Having dated many girls abroad, like Margit Buergin, Heli von Westrem and actress Vera Tschechowa, actually a romance that never was, and trying to keep things going with his “official” girlfriend Anita Wood back home, his main love interest in Germany was of course Priscilla Presley. All of Elvis “relations with these ladies - or should we say “young girls” - are covered respectfully and factual in this book. Although naming the chapter in meeting Priscilla “Meeting An Angel” goes a bit far in my book. 

Elvis and Priscilla kept their romance a secret for five months, but ultimately it was Presley himself who spilled the beans of their affair in an interview with British journalist Peter Hopkirk, shortly before he was set to leave Germany. 

As Hopkirk realized he had just broken a huge story, Presley grinned and said: “I shall be in trouble tomorrow for talking to you.” Sure enough, Hopkirk would state in his article: “Sergeant Elvis Presley let me into a little secret tonight.” 

After 711 days on active duty - enlisting during the height of his career - and rising to the rank of sergeant in two years, G.I. Presley was discharged and returned to normal life and his hometown Memphis. This is where the book ends. 


Looking back these two years we see how the Army turned the boy into a man and gained more insight in the “events” that happened and impacted Elvis for the rest of his life. Elvis was proud of his two year stint in the Army too. A little piece of evidence is that, as a memento of his achievement, it was discovered that for 17 years Elvis kept a newspaper clipping about his army service in his wallet from March 1960 until the day he died in 1977. 

The author set out to answer questions on the German girls Elvis dated, secret concerts that Elvis gave in Germany, close calls and dangerous situations Elvis faced, special treatment he received, friends he made, new hobbies he discovered and of course the girls he left behind in the U.S. leaving for Germany and girls he left behind in Germany returning to the States. 
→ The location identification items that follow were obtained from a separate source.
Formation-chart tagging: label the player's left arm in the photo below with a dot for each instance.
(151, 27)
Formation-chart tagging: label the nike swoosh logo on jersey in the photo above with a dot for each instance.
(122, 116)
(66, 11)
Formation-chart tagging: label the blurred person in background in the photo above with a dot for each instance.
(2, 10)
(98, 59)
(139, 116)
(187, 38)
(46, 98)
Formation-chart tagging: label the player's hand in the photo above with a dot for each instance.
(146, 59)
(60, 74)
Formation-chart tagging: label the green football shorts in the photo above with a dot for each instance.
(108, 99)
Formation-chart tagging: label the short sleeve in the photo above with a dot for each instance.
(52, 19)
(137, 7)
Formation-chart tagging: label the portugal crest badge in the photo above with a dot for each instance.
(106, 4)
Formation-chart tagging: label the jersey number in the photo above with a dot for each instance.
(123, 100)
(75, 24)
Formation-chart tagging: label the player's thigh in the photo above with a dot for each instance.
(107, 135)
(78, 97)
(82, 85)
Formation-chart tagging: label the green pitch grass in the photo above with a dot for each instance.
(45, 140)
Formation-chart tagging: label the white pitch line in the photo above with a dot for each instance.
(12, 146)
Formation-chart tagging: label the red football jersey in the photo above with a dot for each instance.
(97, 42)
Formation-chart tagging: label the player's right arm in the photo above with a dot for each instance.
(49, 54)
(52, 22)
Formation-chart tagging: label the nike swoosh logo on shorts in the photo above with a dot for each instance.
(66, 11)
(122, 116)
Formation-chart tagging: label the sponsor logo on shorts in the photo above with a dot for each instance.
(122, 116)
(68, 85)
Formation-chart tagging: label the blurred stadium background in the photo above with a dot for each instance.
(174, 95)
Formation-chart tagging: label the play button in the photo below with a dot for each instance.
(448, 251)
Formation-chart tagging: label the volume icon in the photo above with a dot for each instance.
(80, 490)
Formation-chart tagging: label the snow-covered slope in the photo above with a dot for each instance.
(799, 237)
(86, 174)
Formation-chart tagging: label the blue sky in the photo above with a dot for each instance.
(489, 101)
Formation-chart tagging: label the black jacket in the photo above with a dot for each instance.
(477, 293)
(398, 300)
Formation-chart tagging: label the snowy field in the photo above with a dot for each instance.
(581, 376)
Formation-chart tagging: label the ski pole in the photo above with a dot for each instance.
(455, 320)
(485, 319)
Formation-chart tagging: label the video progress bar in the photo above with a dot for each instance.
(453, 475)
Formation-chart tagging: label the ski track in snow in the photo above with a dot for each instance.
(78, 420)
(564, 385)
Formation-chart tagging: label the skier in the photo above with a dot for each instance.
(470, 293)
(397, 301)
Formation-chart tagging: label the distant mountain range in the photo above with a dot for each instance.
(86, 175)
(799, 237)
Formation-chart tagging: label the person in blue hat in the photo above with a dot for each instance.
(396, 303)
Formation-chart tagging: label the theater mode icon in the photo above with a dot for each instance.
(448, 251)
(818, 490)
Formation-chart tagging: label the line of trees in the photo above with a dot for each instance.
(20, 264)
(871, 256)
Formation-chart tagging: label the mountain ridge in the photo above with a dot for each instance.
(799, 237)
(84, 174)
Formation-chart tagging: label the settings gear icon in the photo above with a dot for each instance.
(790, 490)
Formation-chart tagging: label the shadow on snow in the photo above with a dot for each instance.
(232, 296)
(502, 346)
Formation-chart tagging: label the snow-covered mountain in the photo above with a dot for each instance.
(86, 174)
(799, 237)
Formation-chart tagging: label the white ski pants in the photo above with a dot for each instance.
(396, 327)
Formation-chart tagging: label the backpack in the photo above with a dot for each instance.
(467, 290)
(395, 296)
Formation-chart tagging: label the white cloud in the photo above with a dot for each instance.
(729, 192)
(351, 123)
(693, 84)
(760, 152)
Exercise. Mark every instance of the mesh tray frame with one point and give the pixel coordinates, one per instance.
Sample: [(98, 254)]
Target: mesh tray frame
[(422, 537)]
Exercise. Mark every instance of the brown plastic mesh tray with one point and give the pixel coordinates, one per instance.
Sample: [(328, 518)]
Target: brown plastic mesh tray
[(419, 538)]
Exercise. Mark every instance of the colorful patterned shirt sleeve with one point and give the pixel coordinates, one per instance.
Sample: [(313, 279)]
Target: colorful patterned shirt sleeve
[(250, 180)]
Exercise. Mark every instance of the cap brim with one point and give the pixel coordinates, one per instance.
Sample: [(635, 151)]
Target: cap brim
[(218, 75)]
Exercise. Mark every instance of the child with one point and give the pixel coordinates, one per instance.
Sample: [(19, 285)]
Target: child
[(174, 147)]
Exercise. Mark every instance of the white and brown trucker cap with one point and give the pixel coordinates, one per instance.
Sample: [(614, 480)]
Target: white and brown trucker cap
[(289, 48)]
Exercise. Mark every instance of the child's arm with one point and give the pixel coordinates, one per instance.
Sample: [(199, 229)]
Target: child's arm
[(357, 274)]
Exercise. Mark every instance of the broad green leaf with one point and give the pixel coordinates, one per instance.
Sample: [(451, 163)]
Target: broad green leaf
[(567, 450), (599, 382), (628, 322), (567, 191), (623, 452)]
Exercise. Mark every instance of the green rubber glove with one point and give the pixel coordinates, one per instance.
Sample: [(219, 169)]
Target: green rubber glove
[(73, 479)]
Reading the book, I can only conclude that all questions were covered, but not all were answered. And that’s not a complaint, as part of answering these questions would be speculation. What if he had done … or hadn’t met …? Young stays away from that. 

You can conclude that losing his mother, living abroad with his father and grandmother - with a real threat of war hanging over their heads - being introduced to “substances” and meeting the mother of his only child were the most impactful events. But what the real impact was … only Elvis really knew. 

Overall, Trina Young wrote a knowledgeable and easy to read book. She compiled information from many sources, adding new elements and perspectives on these two years. Young stayed away from the “what-ifs” but handed the reader the material to make up his own mind. The only minor would be that a few more illustration would have given this book some more appeal and credibility and help the stories come alive even more.